Why would our President want these things to take place?

  • He would get the extra tax revenues to use without being blamed
  • He could not be held accountable for breaking his ubiquitous pledge to never raise taxes on the bottom 98%
  • He would not be the one cutting entitlements, it would be ‘out of his hands’
  • He prefers to cut defense spending rather than social programs
  • He can later ‘give back’ tax cuts to the Middle Class
  • He can then call them the ‘Obama Tax Cuts’
  • He can blame those damn ‘Obstructionist Republicans’ for the next recession

For B-Rock the Sequestration is a ‘Dream Act’ to accomplish many of his goals and dreams without any accountability.
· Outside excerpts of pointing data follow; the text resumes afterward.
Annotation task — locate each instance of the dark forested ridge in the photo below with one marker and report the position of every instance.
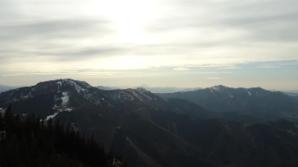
(25, 141)
(249, 127)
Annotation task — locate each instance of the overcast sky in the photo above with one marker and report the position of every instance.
(175, 43)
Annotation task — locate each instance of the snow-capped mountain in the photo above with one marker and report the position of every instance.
(169, 130)
(102, 112)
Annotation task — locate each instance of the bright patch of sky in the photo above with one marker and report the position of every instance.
(177, 43)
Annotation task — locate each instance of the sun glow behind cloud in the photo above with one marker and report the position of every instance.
(137, 38)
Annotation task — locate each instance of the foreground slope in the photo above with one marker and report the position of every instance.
(150, 131)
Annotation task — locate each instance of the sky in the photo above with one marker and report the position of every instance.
(161, 43)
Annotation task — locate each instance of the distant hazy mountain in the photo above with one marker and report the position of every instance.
(168, 89)
(251, 100)
(128, 122)
(150, 131)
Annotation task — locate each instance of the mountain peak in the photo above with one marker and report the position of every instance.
(218, 88)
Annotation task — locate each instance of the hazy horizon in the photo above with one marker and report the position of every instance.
(158, 43)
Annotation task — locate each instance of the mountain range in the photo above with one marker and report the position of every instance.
(217, 126)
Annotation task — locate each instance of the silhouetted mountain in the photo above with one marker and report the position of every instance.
(150, 131)
(253, 101)
(25, 141)
(102, 112)
(4, 88)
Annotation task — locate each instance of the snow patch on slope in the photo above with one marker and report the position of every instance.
(62, 107)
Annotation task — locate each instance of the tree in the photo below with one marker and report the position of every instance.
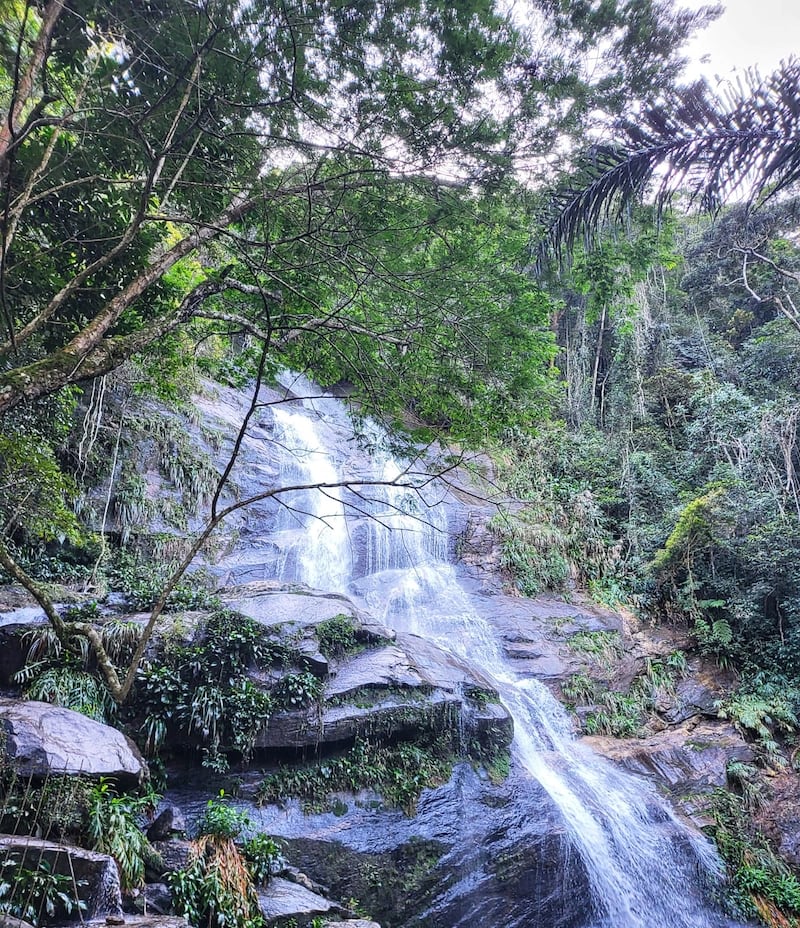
(327, 177)
(742, 142)
(140, 141)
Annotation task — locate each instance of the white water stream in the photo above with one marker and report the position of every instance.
(646, 870)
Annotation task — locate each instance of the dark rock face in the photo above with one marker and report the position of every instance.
(174, 855)
(169, 823)
(43, 740)
(284, 899)
(12, 652)
(101, 894)
(473, 856)
(688, 758)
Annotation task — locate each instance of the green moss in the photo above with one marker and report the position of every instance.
(337, 636)
(398, 772)
(761, 884)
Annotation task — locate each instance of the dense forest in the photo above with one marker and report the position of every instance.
(510, 236)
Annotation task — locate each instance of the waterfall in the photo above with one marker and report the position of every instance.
(646, 870)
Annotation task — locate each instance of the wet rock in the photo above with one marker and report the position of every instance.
(694, 696)
(689, 758)
(173, 855)
(283, 899)
(154, 921)
(169, 823)
(297, 876)
(391, 717)
(473, 855)
(534, 632)
(382, 667)
(101, 893)
(12, 651)
(351, 923)
(44, 740)
(11, 921)
(272, 604)
(779, 815)
(154, 899)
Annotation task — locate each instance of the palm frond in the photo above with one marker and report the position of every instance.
(710, 145)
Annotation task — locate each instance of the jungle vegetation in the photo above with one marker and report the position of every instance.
(514, 230)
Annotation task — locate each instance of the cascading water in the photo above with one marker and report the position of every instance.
(644, 868)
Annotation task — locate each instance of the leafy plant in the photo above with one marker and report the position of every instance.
(763, 887)
(264, 857)
(337, 636)
(34, 894)
(398, 772)
(222, 820)
(298, 690)
(202, 690)
(764, 706)
(112, 829)
(604, 647)
(218, 887)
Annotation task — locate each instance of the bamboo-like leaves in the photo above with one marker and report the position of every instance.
(713, 146)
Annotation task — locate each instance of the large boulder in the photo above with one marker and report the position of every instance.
(95, 875)
(394, 691)
(473, 854)
(285, 899)
(41, 740)
(688, 758)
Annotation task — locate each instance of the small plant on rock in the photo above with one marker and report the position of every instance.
(298, 690)
(35, 894)
(337, 636)
(218, 887)
(112, 829)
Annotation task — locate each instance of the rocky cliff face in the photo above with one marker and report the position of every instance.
(472, 841)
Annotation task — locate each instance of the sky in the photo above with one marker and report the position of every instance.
(749, 32)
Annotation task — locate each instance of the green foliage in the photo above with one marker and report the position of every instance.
(337, 636)
(142, 582)
(218, 887)
(298, 690)
(398, 772)
(37, 894)
(764, 706)
(54, 809)
(37, 495)
(201, 690)
(616, 713)
(215, 889)
(222, 820)
(580, 689)
(264, 857)
(561, 535)
(70, 679)
(604, 647)
(112, 828)
(762, 886)
(72, 689)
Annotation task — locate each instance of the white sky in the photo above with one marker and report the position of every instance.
(749, 32)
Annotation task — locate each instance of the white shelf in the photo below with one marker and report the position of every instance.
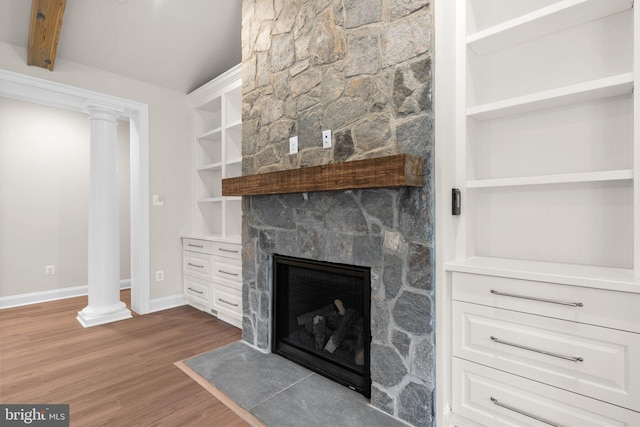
(236, 123)
(616, 175)
(210, 167)
(620, 279)
(595, 89)
(234, 161)
(211, 200)
(212, 135)
(562, 15)
(217, 153)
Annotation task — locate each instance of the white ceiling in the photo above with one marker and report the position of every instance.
(177, 44)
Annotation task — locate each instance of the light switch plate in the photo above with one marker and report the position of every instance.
(293, 145)
(326, 139)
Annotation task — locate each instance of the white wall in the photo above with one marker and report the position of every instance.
(44, 173)
(170, 130)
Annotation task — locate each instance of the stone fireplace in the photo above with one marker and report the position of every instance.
(361, 68)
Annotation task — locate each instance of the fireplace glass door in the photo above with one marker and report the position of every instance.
(321, 318)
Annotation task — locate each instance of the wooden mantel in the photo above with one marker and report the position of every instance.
(44, 32)
(400, 170)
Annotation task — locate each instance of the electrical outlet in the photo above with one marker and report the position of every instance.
(293, 145)
(326, 139)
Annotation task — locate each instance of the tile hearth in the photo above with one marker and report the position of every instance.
(281, 393)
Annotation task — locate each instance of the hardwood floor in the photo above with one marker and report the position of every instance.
(120, 374)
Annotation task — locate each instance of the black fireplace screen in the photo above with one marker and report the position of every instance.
(321, 318)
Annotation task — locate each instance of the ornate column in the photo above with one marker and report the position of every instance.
(104, 251)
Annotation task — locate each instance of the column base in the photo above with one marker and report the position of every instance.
(91, 317)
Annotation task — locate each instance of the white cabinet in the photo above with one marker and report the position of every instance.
(211, 257)
(217, 154)
(212, 273)
(542, 286)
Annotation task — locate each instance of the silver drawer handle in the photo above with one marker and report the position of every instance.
(227, 250)
(524, 347)
(226, 272)
(526, 414)
(504, 294)
(227, 302)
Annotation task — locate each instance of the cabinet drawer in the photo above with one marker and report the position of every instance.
(227, 301)
(196, 290)
(228, 271)
(481, 393)
(195, 245)
(594, 361)
(227, 250)
(196, 264)
(587, 305)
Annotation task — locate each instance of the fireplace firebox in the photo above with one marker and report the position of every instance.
(321, 318)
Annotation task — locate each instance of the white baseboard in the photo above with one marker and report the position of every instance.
(165, 303)
(52, 295)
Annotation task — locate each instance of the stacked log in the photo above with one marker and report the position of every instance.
(336, 330)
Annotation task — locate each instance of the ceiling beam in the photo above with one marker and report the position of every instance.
(44, 32)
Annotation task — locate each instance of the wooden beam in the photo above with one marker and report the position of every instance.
(44, 32)
(400, 170)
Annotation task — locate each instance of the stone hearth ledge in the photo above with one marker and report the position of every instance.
(268, 390)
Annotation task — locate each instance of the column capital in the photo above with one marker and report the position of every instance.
(102, 111)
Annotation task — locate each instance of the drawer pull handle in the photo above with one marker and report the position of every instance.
(524, 347)
(227, 302)
(526, 414)
(227, 250)
(226, 272)
(571, 304)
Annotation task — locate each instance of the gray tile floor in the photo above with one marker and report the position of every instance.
(282, 393)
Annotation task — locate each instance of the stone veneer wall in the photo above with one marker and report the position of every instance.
(361, 68)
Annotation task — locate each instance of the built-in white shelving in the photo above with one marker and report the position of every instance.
(602, 176)
(556, 17)
(545, 161)
(217, 155)
(581, 92)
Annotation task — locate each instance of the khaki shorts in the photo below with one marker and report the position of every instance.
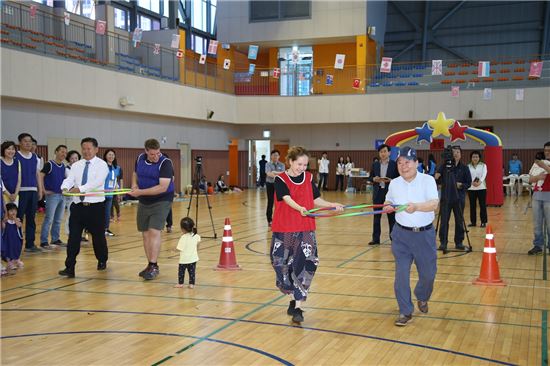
(153, 216)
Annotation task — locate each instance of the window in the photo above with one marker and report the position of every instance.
(198, 44)
(81, 7)
(121, 19)
(261, 11)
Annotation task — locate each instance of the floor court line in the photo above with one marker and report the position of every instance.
(241, 319)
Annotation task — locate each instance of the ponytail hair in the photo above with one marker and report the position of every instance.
(188, 225)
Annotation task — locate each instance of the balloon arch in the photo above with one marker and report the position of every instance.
(455, 131)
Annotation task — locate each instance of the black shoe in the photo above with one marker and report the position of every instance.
(32, 250)
(142, 273)
(152, 273)
(291, 307)
(403, 320)
(67, 272)
(422, 306)
(298, 315)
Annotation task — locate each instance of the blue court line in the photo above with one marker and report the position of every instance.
(235, 320)
(276, 358)
(42, 292)
(544, 338)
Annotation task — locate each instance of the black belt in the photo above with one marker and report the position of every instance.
(415, 229)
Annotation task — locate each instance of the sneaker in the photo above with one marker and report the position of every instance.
(291, 307)
(403, 320)
(422, 306)
(145, 270)
(67, 272)
(32, 250)
(298, 315)
(535, 251)
(152, 273)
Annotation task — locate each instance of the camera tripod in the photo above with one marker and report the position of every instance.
(449, 180)
(195, 191)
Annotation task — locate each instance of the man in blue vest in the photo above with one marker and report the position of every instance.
(153, 185)
(31, 189)
(51, 178)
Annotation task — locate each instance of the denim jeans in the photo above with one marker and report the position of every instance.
(55, 206)
(541, 213)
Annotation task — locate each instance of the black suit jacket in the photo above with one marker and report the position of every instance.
(378, 193)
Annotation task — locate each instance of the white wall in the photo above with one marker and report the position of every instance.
(328, 19)
(360, 136)
(112, 129)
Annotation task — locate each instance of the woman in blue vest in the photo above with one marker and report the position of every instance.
(11, 173)
(110, 183)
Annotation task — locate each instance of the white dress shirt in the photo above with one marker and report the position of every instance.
(421, 189)
(480, 172)
(97, 172)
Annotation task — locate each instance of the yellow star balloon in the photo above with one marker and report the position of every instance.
(441, 125)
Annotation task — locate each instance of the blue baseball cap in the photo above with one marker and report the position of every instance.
(407, 152)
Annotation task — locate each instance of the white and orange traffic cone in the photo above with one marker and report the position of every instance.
(228, 259)
(489, 273)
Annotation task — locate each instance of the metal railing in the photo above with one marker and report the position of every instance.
(47, 33)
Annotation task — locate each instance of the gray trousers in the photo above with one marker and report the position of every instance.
(420, 247)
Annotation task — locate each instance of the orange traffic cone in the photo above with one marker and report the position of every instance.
(228, 260)
(489, 273)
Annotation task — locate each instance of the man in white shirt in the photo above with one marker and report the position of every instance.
(413, 235)
(323, 172)
(87, 212)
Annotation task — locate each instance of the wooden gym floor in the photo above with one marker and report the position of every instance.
(239, 318)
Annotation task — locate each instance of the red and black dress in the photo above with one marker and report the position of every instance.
(293, 244)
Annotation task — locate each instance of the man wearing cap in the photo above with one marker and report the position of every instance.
(413, 235)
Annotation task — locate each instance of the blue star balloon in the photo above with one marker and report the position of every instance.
(424, 133)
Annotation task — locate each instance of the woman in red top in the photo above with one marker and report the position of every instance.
(293, 244)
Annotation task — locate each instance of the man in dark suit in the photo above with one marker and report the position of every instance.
(382, 172)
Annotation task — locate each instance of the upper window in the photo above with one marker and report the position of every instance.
(81, 7)
(262, 11)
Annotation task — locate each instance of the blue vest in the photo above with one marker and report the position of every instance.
(28, 170)
(149, 173)
(112, 177)
(10, 175)
(54, 178)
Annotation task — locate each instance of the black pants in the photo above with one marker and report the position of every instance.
(28, 201)
(479, 195)
(169, 219)
(270, 189)
(323, 181)
(91, 218)
(190, 269)
(379, 198)
(339, 182)
(457, 207)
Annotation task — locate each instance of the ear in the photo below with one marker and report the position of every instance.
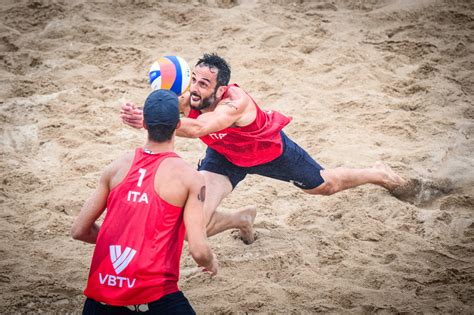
(220, 91)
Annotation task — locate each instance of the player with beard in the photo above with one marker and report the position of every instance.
(243, 139)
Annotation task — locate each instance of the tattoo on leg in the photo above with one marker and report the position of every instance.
(202, 194)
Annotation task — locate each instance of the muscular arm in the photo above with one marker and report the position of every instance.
(84, 227)
(234, 110)
(195, 223)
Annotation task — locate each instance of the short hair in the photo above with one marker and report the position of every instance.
(214, 61)
(160, 133)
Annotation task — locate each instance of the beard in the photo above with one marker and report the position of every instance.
(205, 102)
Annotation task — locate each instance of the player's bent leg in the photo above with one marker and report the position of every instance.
(338, 179)
(217, 188)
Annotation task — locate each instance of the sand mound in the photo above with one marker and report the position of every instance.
(364, 81)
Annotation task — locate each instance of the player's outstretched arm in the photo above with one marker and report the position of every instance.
(84, 227)
(195, 223)
(226, 114)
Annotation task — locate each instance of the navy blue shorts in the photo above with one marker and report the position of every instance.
(174, 303)
(293, 165)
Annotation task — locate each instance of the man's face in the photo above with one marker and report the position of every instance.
(203, 87)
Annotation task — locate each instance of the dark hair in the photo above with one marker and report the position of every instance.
(214, 61)
(160, 133)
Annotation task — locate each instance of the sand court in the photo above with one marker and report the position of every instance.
(363, 80)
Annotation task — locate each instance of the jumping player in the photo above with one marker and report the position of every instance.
(243, 139)
(152, 197)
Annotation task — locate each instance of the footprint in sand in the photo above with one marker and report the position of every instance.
(423, 192)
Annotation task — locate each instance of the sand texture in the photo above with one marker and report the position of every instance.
(363, 80)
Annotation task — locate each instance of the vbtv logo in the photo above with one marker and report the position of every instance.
(120, 260)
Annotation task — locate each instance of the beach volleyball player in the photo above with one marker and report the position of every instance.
(152, 198)
(244, 139)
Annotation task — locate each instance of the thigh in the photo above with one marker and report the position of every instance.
(174, 303)
(215, 162)
(217, 188)
(295, 165)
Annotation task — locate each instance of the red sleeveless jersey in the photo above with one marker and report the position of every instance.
(255, 144)
(136, 258)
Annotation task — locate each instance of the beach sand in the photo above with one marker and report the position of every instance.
(363, 80)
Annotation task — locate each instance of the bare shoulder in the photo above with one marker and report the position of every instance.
(118, 169)
(235, 92)
(184, 103)
(182, 170)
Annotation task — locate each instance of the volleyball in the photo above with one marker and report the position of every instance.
(170, 73)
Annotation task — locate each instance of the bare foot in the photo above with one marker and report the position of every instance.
(246, 218)
(390, 179)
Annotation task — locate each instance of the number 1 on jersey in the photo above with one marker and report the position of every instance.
(142, 172)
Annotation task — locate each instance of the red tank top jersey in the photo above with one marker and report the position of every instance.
(136, 258)
(255, 144)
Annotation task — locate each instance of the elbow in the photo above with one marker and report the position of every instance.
(200, 254)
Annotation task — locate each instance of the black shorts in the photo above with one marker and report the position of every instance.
(293, 165)
(174, 303)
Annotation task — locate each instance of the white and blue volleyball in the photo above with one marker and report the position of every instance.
(170, 73)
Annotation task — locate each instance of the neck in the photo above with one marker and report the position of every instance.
(156, 147)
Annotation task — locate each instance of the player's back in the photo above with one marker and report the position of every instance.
(143, 230)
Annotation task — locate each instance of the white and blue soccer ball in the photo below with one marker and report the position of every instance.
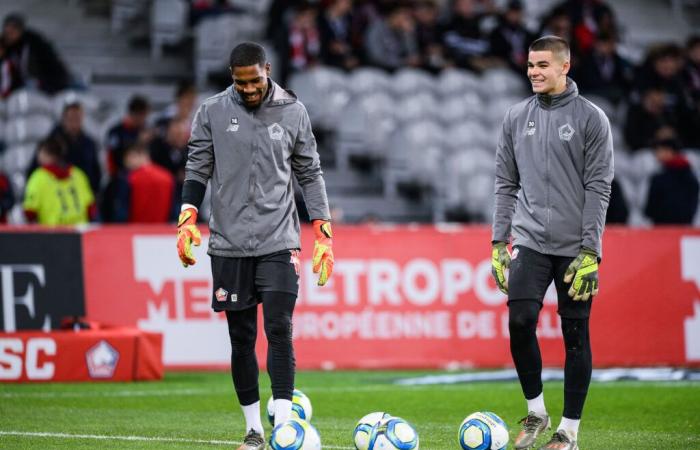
(483, 431)
(393, 433)
(295, 434)
(360, 435)
(301, 407)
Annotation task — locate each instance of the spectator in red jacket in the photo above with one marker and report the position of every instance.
(673, 192)
(130, 130)
(151, 188)
(142, 192)
(32, 55)
(7, 198)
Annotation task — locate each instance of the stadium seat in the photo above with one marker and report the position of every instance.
(453, 82)
(608, 108)
(413, 156)
(90, 103)
(497, 107)
(25, 102)
(364, 128)
(28, 129)
(16, 158)
(453, 110)
(474, 104)
(168, 24)
(368, 80)
(645, 164)
(416, 107)
(408, 81)
(323, 90)
(214, 38)
(478, 195)
(124, 11)
(503, 82)
(465, 135)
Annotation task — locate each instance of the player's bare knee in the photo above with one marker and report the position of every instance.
(522, 315)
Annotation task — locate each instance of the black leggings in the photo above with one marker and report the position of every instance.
(242, 327)
(524, 348)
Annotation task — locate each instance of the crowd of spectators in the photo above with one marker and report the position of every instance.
(146, 151)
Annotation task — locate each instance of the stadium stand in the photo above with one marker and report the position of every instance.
(400, 145)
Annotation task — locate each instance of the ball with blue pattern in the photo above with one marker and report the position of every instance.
(393, 433)
(295, 434)
(483, 431)
(301, 407)
(360, 434)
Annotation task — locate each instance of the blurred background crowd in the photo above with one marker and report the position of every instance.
(406, 98)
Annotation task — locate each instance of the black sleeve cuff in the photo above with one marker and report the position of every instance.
(193, 193)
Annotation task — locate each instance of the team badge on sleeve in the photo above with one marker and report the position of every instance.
(221, 294)
(276, 131)
(233, 126)
(566, 132)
Every negative can be blamed on the Republicans even as he allows his stated preferences to be overridden by the forced actions imposed on him…

There is some sense to that.  Especially if, as I believe, we’re heading in to recession, anyway.  Perhaps Obama’s number-crunchers have told him that a period of recession in 2013 is unavoidable, cliff or no, and so might as well make certain a crisis never goes to waste.  Deadlock now means the Bush tax are gone for good, defense is heavily cut and we actually do reduce our deficit all without Obama taking the blame.  You know the MSM would spend the next year blaming every last thing on the GOP.

We’ll have to see, of course – if Obama actually does give in some meaningful way on tax and entitlement reform then we’ll know he’s interested in the fate of the nation.  If he stands firm and won’t do anything unless the GOP agrees to specifically increase tax rates without any serious entitlement or tax reform, then we’ll know he’s ok with us going over the cliff.